June 12, 2020

Property market demonstrates resilience, as leading indicators stabalise


Improving sentiment, ongoing fiscal and monetary stimulus, and bank lending constraints are providing the backdrop for the continued flow of attractive senior lending opportunities.

The Australian economy contracted during the first quarter of 2020, giving the slowest through-the-year growth since September 2009, but there was an inflection point during May, driven by the effective containment of COVID-19 combined with the substantial, coordinated and unprecedented easing of fiscal and monetary policy. The success in limiting the rate of new infections has brought about an earlier than expected easing of restrictions, leading to a strong rebound in consumer and housing-related sentiment. Despite a small 0.4% fall in housing prices nationally over May, conditions are unlikely to be as negative as initially feared. CoreLogic has noted a number of positive indicators, including a 18.5% rebound in transaction activity (after falling 33% in April), a recovery in listing volumes and improving auction statistics (clearance rates are up from 30.2% in late April to 62.7%).

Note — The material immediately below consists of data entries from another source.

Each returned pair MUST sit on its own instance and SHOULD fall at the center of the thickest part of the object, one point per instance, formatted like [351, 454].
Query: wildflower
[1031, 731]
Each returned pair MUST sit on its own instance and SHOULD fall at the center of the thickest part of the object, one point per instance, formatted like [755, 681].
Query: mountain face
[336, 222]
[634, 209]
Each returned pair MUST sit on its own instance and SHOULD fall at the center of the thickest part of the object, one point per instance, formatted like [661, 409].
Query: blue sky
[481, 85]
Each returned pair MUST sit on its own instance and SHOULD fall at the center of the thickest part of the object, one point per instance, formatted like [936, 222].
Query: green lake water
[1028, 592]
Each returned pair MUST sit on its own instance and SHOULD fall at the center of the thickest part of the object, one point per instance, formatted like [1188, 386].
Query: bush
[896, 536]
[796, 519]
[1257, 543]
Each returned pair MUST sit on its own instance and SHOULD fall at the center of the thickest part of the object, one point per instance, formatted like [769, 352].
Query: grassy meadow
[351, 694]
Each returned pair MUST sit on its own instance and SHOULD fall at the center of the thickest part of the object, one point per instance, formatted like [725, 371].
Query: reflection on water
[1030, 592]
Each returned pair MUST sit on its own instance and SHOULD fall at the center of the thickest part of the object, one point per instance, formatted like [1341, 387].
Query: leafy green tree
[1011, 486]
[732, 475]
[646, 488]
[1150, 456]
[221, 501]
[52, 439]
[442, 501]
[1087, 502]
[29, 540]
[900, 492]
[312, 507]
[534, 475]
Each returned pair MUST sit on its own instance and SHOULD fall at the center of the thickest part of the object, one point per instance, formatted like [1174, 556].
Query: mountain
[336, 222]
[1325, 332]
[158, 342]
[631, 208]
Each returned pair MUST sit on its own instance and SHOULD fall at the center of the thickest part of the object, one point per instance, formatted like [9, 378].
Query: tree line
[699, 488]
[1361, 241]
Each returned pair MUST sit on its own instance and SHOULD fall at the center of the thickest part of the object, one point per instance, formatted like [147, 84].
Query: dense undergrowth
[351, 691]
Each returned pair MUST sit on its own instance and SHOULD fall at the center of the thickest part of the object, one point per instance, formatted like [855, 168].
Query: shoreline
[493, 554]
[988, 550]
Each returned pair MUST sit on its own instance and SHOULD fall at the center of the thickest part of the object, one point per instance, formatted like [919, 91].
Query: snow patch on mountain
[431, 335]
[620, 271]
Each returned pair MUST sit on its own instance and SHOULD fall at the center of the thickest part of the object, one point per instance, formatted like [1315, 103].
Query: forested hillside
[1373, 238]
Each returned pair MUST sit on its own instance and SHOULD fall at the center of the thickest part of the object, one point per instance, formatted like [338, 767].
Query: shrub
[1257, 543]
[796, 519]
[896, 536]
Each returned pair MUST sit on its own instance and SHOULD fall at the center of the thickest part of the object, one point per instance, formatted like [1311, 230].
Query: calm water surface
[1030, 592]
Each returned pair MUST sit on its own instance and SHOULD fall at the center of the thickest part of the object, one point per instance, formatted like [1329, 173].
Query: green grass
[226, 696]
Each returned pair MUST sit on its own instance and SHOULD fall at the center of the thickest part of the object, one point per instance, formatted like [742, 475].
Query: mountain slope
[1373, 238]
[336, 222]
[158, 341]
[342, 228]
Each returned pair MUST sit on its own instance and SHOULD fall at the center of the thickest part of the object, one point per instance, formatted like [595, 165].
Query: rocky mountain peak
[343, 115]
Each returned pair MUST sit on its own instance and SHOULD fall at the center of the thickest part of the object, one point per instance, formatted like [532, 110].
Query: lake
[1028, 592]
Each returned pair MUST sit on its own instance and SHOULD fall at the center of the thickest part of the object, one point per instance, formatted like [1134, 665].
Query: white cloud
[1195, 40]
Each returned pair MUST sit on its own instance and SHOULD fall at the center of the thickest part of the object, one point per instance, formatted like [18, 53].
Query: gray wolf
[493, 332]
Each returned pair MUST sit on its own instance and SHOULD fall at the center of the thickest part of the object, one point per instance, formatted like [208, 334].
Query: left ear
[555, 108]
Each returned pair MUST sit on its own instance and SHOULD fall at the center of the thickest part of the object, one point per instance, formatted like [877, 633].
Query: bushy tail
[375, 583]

The improving sentiment has translated to rising enquiry levels at our loan projects, while settlements are proceeding in line with expectations at stable price levels. Housing supply also continues to moderate, and the value of residential building construction fell 1.6% in the March quarter to be down 16.1% from the June 2018 peak, while dwelling approvals fell a further 1.8% during April led by an 8.9% fall in unit approvals. These moves will further support housing market stability, while the moves by banks to tighten lending processes has resulted in a rising level of lending opportunities being presented.

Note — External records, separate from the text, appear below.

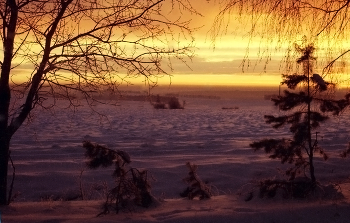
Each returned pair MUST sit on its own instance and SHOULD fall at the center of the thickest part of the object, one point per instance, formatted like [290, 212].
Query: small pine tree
[131, 183]
[196, 188]
[308, 109]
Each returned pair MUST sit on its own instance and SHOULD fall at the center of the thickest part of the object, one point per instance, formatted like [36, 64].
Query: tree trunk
[4, 158]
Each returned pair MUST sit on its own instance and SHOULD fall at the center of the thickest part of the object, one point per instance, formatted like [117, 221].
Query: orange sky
[219, 62]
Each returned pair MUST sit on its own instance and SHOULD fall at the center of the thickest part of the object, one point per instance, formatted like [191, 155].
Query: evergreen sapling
[131, 183]
[309, 107]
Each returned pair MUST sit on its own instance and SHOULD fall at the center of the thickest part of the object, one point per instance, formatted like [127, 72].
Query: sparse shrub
[159, 104]
[196, 188]
[174, 103]
[309, 107]
[131, 183]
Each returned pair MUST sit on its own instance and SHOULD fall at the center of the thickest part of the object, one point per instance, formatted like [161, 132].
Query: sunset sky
[234, 58]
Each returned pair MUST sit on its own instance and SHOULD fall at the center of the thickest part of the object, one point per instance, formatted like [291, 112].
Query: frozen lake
[49, 157]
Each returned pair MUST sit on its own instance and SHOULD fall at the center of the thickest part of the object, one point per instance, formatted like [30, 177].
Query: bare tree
[81, 46]
[280, 23]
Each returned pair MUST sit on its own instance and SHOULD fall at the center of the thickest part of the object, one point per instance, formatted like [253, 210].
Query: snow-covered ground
[49, 160]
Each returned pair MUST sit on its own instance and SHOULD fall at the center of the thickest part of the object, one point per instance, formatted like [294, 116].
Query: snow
[50, 170]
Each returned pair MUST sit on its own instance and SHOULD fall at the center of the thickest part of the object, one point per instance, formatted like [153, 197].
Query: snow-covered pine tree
[131, 183]
[308, 108]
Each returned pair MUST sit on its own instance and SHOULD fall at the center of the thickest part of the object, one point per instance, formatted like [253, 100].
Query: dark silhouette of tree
[309, 108]
[277, 24]
[131, 183]
[81, 47]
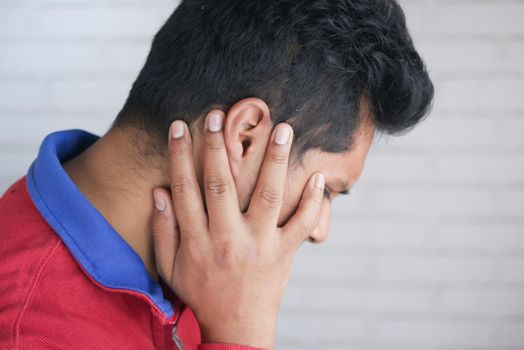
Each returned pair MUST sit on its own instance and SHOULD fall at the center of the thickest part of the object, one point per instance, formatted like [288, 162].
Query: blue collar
[94, 243]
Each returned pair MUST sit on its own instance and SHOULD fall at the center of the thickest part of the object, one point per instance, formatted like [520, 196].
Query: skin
[248, 229]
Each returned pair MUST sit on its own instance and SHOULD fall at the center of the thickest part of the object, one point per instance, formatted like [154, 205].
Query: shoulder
[28, 243]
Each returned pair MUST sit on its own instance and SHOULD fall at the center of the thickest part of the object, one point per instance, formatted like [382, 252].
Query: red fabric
[47, 301]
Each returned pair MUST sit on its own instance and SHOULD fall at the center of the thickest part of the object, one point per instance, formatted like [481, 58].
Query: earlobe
[248, 123]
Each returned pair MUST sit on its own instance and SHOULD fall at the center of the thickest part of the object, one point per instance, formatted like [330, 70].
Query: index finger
[269, 192]
[185, 191]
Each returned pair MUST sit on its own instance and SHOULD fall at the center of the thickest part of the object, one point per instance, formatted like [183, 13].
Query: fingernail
[177, 129]
[282, 135]
[160, 204]
[214, 122]
[320, 181]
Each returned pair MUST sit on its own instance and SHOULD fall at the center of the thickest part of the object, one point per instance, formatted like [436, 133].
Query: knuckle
[305, 227]
[180, 185]
[270, 197]
[178, 148]
[217, 186]
[278, 157]
[227, 256]
[213, 145]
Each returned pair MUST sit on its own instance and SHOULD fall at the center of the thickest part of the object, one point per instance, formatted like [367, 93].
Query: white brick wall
[427, 252]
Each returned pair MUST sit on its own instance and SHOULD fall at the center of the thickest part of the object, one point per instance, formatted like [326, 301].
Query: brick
[350, 233]
[357, 299]
[475, 301]
[71, 59]
[466, 56]
[494, 95]
[46, 23]
[329, 266]
[320, 327]
[496, 237]
[442, 131]
[418, 204]
[434, 269]
[513, 334]
[31, 131]
[497, 169]
[512, 270]
[65, 94]
[436, 333]
[488, 19]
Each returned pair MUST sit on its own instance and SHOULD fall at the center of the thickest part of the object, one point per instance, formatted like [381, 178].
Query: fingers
[220, 191]
[166, 236]
[187, 200]
[267, 199]
[305, 220]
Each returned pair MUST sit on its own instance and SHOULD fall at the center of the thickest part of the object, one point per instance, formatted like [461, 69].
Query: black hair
[314, 62]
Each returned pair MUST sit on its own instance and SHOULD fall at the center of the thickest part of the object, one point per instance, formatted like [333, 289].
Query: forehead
[346, 166]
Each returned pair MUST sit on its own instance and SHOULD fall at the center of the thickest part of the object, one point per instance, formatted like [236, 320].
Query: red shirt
[68, 280]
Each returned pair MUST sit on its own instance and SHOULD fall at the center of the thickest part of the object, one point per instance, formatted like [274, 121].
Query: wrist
[256, 332]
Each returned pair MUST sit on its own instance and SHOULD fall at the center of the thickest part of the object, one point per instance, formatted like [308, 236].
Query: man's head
[336, 71]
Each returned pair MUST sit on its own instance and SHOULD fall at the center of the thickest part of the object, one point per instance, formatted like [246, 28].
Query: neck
[108, 175]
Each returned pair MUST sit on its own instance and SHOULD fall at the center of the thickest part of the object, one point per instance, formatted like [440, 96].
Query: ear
[247, 130]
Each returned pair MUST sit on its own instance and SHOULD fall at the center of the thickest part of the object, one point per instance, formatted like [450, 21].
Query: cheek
[325, 219]
[292, 196]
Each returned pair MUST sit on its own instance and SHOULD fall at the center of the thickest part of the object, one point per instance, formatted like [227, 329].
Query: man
[177, 227]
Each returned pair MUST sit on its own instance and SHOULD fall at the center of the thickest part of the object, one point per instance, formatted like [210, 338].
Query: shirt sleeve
[217, 346]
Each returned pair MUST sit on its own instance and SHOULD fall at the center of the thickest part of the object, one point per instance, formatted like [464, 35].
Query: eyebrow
[342, 187]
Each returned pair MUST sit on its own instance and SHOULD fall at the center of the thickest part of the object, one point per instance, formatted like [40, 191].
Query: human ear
[247, 130]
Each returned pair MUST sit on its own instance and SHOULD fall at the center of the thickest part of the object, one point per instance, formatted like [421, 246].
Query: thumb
[166, 236]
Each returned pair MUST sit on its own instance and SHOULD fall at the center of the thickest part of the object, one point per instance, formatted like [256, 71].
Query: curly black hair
[314, 62]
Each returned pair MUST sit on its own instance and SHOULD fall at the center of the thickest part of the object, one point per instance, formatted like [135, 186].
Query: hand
[230, 268]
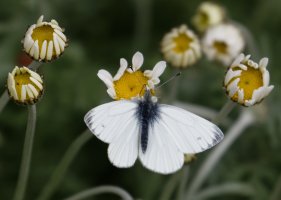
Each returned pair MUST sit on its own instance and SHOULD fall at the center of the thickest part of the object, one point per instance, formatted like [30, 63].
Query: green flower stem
[100, 190]
[202, 111]
[226, 109]
[276, 194]
[174, 87]
[240, 189]
[27, 152]
[170, 186]
[244, 120]
[62, 167]
[4, 99]
[34, 65]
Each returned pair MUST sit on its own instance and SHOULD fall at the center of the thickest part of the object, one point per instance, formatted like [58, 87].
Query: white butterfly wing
[116, 123]
[174, 133]
[162, 155]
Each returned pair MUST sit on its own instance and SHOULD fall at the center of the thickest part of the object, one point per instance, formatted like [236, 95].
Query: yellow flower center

Going forward, fiscal and monetary policy are likely to remain accommodative. Initiatives such as a possible extension or refinements to JobKeeper, government grants for home construction and renovation and the fast-tracking of infrastructure and other construction projects, will support the construction sector and employment more generally. The RBA has also confirmed its commitment to full employment and inflation and yield target, suggesting official interest rates are likely to remain low for the foreseeable future. These conditions will continue to support the strategy of lending at conservative LVRs against quality assets.